5th-6th Pitches- 100m- 5.9X/ The 5th pitch is a very dangerous and somewhat run out pitch.
I advise skipping these last two pitches until you have secured the knowledge that they have been cleaned. I do not advise cleaning the death blocks on this pitch unless it is a coordinated effort with someone on the ground as well as with the park. Although there is no danger these blocks would damage any of the lodge, the fact anyone would cause this severe of a rock fall this close to the lodge could indeed get you in hot water with the park service. The ground coordination would be vital as the first four pitches of this route are gaining in popularity We had someone behind us (bailed after the first pitch) and friend of mine also has been on this route when another party was on it. The first four pitches at least appear to be gaining in popularity.
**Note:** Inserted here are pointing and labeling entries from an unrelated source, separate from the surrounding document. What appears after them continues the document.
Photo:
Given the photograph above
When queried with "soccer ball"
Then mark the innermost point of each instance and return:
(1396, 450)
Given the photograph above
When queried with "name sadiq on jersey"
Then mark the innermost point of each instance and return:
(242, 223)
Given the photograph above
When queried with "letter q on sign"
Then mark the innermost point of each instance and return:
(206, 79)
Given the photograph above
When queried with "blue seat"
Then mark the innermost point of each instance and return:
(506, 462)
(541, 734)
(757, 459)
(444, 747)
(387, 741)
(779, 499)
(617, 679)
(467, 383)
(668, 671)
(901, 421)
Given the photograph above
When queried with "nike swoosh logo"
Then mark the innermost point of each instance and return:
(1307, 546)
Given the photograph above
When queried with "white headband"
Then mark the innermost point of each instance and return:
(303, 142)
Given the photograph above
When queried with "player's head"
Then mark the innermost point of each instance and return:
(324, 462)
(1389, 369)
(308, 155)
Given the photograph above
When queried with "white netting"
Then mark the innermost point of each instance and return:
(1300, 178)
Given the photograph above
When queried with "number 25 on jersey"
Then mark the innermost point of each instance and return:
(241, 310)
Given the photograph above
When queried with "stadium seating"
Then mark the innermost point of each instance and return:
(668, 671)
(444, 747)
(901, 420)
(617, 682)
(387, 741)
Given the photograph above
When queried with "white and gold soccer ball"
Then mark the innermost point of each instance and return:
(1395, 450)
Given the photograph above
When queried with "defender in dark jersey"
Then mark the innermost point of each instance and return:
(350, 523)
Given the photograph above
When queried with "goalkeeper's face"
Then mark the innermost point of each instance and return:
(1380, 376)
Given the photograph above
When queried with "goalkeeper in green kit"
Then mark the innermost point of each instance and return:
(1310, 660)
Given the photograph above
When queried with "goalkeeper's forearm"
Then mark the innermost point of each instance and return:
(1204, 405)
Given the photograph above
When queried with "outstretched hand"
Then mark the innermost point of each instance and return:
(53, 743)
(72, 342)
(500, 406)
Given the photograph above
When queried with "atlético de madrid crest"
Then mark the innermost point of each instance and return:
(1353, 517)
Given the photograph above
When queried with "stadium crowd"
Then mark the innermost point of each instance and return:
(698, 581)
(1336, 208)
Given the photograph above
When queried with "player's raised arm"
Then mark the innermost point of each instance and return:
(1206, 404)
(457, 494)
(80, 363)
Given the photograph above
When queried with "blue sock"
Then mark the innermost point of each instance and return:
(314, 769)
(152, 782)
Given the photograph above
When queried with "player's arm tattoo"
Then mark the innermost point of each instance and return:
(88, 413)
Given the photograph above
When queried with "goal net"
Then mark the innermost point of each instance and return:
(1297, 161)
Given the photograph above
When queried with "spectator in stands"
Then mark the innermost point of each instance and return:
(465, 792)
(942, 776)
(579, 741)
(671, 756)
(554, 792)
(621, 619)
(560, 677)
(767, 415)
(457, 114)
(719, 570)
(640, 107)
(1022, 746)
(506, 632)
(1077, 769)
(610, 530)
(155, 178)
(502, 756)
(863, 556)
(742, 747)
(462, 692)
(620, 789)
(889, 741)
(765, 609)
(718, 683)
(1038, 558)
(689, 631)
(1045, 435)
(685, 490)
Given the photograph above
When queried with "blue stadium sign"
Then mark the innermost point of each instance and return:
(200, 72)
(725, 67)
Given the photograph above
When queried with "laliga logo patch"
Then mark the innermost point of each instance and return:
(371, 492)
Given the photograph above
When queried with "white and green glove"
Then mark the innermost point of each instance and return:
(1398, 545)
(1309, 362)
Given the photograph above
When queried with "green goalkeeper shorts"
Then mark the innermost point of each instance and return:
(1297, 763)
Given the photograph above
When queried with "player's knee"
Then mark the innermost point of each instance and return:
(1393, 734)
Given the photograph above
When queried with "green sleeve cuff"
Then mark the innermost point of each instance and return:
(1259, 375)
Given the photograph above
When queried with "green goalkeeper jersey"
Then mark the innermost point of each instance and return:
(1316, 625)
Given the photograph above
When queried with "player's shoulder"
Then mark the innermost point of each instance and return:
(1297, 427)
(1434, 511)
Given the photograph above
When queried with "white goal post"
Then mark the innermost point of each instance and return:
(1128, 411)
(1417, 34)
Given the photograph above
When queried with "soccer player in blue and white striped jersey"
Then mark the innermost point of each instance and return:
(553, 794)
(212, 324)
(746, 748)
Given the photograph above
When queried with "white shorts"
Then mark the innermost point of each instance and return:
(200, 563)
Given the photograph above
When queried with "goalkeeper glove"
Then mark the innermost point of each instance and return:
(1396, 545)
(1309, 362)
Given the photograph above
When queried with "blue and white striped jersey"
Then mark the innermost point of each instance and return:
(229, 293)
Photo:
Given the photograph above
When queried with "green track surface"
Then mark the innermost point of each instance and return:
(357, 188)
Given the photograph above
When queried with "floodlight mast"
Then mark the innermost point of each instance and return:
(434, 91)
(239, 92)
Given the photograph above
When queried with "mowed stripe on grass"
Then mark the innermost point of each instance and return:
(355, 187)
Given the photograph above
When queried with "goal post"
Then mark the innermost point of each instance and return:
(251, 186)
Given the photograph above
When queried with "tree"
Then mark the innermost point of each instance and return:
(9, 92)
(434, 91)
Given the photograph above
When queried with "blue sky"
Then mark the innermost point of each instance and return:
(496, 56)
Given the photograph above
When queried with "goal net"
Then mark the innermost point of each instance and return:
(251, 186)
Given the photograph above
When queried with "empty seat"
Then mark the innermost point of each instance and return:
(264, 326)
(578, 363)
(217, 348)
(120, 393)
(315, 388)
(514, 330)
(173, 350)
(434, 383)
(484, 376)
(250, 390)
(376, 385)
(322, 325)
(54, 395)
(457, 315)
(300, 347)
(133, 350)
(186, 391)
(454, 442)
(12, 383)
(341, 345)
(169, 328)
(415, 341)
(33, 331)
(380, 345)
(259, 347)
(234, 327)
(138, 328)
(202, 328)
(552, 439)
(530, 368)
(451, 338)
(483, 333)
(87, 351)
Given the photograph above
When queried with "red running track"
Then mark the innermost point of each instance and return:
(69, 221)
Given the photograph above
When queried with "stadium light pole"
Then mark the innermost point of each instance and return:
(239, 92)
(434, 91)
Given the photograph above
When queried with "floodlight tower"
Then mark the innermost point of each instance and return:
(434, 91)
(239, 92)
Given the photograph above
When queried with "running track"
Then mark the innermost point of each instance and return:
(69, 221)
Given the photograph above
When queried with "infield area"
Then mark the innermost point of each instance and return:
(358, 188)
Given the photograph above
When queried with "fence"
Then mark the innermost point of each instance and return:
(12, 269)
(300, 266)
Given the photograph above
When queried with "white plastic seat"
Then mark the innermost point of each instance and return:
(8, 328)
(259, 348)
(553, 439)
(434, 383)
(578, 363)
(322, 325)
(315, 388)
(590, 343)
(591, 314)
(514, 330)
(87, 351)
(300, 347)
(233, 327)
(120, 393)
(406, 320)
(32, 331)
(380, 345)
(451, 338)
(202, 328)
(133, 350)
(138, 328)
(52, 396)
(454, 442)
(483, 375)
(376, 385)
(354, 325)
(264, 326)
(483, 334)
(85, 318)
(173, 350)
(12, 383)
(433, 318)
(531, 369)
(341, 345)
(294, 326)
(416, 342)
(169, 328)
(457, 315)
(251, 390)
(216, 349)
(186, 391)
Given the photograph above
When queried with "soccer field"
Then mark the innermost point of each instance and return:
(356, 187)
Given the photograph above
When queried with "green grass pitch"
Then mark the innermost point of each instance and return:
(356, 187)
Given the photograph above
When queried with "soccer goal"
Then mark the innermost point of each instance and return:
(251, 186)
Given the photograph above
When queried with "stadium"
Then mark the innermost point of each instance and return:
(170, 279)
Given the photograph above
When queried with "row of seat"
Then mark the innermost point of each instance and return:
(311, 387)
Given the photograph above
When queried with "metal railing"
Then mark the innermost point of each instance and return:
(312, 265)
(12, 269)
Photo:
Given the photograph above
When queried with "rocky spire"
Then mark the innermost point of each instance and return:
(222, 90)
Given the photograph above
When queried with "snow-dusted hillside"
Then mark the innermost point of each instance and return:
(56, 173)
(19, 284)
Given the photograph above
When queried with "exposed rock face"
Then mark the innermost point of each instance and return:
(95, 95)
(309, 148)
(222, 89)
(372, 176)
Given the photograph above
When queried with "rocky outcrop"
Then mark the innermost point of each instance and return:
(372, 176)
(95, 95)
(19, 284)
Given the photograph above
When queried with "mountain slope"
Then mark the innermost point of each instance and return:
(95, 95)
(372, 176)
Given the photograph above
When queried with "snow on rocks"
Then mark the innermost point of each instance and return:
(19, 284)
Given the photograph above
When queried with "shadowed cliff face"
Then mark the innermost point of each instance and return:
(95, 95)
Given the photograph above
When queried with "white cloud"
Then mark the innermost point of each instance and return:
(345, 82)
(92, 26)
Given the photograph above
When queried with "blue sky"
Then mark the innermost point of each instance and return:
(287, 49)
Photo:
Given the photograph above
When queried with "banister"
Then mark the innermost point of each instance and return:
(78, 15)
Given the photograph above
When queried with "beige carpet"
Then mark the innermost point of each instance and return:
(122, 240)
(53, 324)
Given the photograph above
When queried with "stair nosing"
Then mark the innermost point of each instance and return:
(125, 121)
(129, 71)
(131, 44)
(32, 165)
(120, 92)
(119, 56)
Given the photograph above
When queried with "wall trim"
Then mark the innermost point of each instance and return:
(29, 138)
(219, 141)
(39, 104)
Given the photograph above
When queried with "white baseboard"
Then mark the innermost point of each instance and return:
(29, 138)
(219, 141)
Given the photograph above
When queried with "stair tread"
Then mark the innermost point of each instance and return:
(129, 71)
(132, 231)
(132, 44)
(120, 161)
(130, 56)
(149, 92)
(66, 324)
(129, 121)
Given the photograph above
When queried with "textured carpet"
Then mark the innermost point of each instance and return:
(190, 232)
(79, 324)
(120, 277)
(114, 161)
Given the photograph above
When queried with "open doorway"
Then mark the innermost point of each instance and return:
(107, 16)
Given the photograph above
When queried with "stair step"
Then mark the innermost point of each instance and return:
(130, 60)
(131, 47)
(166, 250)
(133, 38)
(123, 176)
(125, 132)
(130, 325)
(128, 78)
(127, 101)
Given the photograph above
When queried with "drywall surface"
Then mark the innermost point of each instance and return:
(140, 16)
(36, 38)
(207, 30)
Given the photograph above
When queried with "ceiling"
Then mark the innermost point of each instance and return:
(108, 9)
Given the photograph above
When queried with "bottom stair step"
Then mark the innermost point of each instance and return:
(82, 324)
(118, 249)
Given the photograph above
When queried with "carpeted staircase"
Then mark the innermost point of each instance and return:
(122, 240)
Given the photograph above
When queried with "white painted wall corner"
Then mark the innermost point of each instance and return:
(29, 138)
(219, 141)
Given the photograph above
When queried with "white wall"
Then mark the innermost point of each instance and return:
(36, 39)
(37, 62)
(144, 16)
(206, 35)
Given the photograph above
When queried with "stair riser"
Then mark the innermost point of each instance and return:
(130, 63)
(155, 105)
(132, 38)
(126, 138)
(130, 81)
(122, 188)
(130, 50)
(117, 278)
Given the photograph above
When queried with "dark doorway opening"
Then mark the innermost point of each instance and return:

Take the corner up until its terminus. Unfortunately if you thought the rock was iffy to this point, it gets much worse and run out from here.
Continue up precarious face holds for almost the same distance as the corner itself. You will come to a narrow ledge below significant death blocks up and right, stacked like dominos. To reach the bolted station above the blocks, you must actually climb them which is scary indeed.
Tread and breathe lightly is what we did. We did not continue to the very top on the 5.7 ground (according to the topo in the guide book) due to even more blocks above as shown on the topo as well as “poor bolts” for the top rap which I have been told is a bad pin and bad bolt.
To rap from the top of the 5th pitch, if the death blocks are still present, I advise lowering to the narrow ledge below, pulling the knot down (doubles required) to that point. Then continue the rappel, but move the rope over the blocks to the right where you can get a clean pull. Back to the top of the 4th pitch. Then another double rope rap to the dead tree ledge at the top of the 2nd pitch. Take a double rope rap from the dead tree (slung-2010) to a ledge above the first pitch variation which will be climbers left of the first pitch. There are bolts on the wall to your right above a corner. Double rope rap to ground from there.
Double 60m ropes, half dozen draws, half dozen shoulder length slings. Standard desert rack, no fixed pro en route (original line) except for three rap stations. Single to 4” including your C3’s and wires. Doubles from .5” to 3”. Helmets are a great idea for Zion dude! Consolidated sand still hurts like hell if it hits you square in the head. You will descend back to your shoes and pack, no need to take much with you up the route. This is a north facing route
and was plenty cool in mid May, but sees some sun that time of year. Dress appropriately. Brian’s guide book, “Zion Climbing, Free and Clean” has a small topo, albeit a bit off.